Buch-Tipp: „Ich habe überlebt – Auf Wahrheitssuche in den gefährlichsten Gebieten der Welt“

Buch-Tipp: „Ich habe überlebt – Auf Wahrheitssuche in den gefährlichsten Gebieten der Welt“

Nur wenige Menschen haben die Welt so gesehen wie er: Kolja Spöri, Extremreisender, Unternehmer und Kenner geopolitischer Bruchlinien, veröffentlicht mit „Ich habe überlebt“ eines der ungewöhnlichsten Reisebücher der letzten Jahre. Es ist kein herkömmlicher Abenteuerband und auch kein politisches Sachbuch – sondern eine Mischung aus Erfahrungsbericht, Analyse und persönlichem Protokoll aus Zonen, die vielen als weiße Flecken auf der Landkarte erscheinen.

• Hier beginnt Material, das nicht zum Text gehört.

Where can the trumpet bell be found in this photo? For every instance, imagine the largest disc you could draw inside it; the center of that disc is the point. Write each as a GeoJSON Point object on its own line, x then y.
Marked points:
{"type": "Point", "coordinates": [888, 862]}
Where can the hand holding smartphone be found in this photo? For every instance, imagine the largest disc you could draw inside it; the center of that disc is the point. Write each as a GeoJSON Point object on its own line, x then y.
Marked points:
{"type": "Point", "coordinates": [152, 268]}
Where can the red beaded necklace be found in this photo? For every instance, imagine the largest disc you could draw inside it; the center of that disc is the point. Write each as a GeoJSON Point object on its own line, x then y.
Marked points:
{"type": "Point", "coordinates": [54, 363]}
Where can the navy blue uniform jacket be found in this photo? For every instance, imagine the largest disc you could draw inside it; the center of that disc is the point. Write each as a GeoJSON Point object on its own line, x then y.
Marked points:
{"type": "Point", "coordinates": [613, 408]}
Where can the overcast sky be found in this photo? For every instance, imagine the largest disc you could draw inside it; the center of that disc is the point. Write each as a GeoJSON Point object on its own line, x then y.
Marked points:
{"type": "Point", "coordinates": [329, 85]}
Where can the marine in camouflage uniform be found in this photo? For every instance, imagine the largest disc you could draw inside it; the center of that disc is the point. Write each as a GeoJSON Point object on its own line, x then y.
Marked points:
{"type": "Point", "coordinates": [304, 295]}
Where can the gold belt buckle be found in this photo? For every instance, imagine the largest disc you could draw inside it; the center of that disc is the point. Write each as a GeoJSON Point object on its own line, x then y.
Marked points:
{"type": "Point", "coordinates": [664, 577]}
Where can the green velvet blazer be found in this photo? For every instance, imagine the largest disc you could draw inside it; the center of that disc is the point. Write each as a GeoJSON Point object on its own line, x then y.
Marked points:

Spöri, der sämtliche 193 UN-Mitgliedsstaaten bereist hat, nimmt die Leser mit an Orte, die für andere nur Warnhinweise auf der Website des Auswärtigen Amtes sind: Somalia, der Donbass, Syrien, Rebellengebiete der FARC, das somalische Puntland oder vergessene Republiken zwischen Russland und Zentralasien. Orte, an denen staatliche Ordnung nur fragmentarisch existiert – und an denen die Weltpolitik ihre Schatten wirft.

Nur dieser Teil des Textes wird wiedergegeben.